Il percorso di Inclusa est flamma, che è una riflessione sull’ultimo centenario della morte di Dante (1921), è segnato dalla presenza di diversi albi di firme, usati un tempo nella tomba del poeta per raccogliere pensieri, omaggi o anche semplici firme di visitatori e visitatrici illustri o del tutto sconosciuti. In apertura il curatore ha collocato questo straordinario omaggio simbolico, un’opera d’arte giunta fin qui anonima e che poteva ben rappresentare l’affetto e l’attaccamento che gli italiani hanno provato per Dante nei secoli e per le più disparate ragioni. «In questo caso», afferma il dott. Gugliotta, «era evidente un’allusione alle lotte risorgimentali, in considerazione della data, quella sì, annotata in calce al disegno, e del verso riportato sul basamento del monumento ideale al poeta: “Libertà vo [sic] cercando…” (Purgatorio, canto I, v. 71), che è quasi un mantra del Risorgimento italiano che aspirava, con le sue diverse anime, alla liberazione della Patria e alla sua unità. Il disegno è stato notato già in passato e nel 1882 gli erano state dedicate parole non benevole dallo scrittore e critico letterario Adolfo Borgognoni, zio di Corrado Ricci, che con poca acutezza e senza ovviamente averne riconosciuto l’autore, lo definì “peggio che mediocre”». Nonostante gli ostacoli frapposti dalla pandemia, che ha comportato anche per la biblioteca un’intensificarsi degli sforzi tesi a non interrompere, anzi ad implementare e riprogettare i servizi per l’utenza, si è giunti dunque a questa straordinaria scoperta.
«Innumerevoli sono i nomi di persone illustri o comuni che, in settecento anni, sono venute a Ravenna per omaggiare la tomba di Dante, ricevendo ispirazione o trovando forza per sostenere i valori in cui credevano, da Boccaccio fino ai patrioti del Risorgimento», afferma Michele De Pascale, sindaco di Ravenna. «E le celebri tre parole “Libertà va cercando”, pronunciate da Virgilio davanti a Catone Uticense, furono un grido di battaglia anche durante la Resistenza e la lotta di Liberazione dal nazifascismo. La risoperta del disegno di Federico Faruffini, grande ma sfortunato artista, testimonia ancora una volta quanto siano profonde le connessioni tra Dante e Ravenna e quanto Ravenna abbia significato nella storia del Paese».

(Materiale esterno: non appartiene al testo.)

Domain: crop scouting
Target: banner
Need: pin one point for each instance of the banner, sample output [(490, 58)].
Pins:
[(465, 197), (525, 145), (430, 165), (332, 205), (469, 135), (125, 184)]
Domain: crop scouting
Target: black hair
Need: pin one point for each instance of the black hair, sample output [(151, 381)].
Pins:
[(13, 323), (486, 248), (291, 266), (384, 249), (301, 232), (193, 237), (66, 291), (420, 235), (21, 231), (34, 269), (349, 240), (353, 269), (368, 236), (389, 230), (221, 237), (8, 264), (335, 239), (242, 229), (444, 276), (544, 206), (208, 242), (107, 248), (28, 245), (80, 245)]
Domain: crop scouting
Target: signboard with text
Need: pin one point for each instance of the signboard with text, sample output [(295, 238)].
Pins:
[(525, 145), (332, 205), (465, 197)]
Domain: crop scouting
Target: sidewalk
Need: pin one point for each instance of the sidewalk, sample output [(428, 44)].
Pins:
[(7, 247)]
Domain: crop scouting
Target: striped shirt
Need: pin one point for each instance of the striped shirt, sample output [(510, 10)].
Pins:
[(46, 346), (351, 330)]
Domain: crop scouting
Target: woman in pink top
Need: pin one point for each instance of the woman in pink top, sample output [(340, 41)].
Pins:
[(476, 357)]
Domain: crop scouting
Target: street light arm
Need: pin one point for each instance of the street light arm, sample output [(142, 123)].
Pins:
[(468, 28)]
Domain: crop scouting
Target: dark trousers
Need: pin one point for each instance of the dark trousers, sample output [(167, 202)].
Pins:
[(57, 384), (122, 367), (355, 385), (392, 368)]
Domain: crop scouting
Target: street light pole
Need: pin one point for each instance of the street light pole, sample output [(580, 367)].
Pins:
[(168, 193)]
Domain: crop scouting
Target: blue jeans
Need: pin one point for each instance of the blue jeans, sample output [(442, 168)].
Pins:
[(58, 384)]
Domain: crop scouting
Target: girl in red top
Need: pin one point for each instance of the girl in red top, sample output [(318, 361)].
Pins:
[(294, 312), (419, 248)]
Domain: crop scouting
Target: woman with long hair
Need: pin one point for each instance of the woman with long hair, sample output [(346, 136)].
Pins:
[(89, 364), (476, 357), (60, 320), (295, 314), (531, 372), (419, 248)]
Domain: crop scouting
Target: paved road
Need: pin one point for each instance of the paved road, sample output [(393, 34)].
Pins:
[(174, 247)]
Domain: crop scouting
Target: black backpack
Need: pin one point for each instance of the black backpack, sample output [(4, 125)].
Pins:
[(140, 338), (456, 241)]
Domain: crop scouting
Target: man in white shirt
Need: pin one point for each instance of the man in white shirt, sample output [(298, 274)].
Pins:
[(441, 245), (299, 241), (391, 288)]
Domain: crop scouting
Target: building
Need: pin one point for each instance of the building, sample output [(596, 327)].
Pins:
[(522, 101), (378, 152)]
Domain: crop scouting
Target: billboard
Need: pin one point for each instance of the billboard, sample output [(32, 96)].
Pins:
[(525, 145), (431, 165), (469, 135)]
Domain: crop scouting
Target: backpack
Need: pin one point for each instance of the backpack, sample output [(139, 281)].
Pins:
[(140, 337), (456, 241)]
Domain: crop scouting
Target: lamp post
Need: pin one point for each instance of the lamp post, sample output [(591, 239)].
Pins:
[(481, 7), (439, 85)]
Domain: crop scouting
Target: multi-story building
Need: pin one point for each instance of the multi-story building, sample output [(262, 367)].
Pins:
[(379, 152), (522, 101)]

«Ravenna, la città in cui Dante visse serenamente i suoi ultimi anni e in cui completò la Commedia, riscopre in questo Settecentenario il suo ruolo di autentica vestale del “culto” dantesco, che ha significativamente ispirato artisti e artiste, letterati e personalità di altissimo livello nazionali e internazionali», afferma Elsa Signorino, assessora alla Cultura del Comune di Ravenna. «Tale ruolo, così intenso e duraturo, non potrà che proseguire ben oltre le presenti celebrazioni e intensificarsi ulteriormente, considerando quanto Dante sia capace di parlare a uomini e donne superando ogni barriera di tempo e spazio».
Negli albi di firma, una dozzina di manoscritti che vanno dalla prima metà dell’Ottocento agli anni Settanta del Novecento, si riscontrano centinaia di firme illustri e molte migliaia di firme che, nel complesso, formano una fonte storica di primissimo ordine. Pio IX, Vittorio Emanuele II e tanti altri sovrani, d’Annunzio, Eleonora Duse, Nazario Sauro, e poi ancora De Gasperi, Einaudi, Tommaso Landolfi, giù fino a Gino Bartali e Benigno Zaccagnini. Ma c’è anche Benedetto Cairoli: il presidente del Consiglio che, come ricordato, fu molto amico di Federico Faruffini e che qualche anno dopo omaggiò personalmente la tomba di Dante.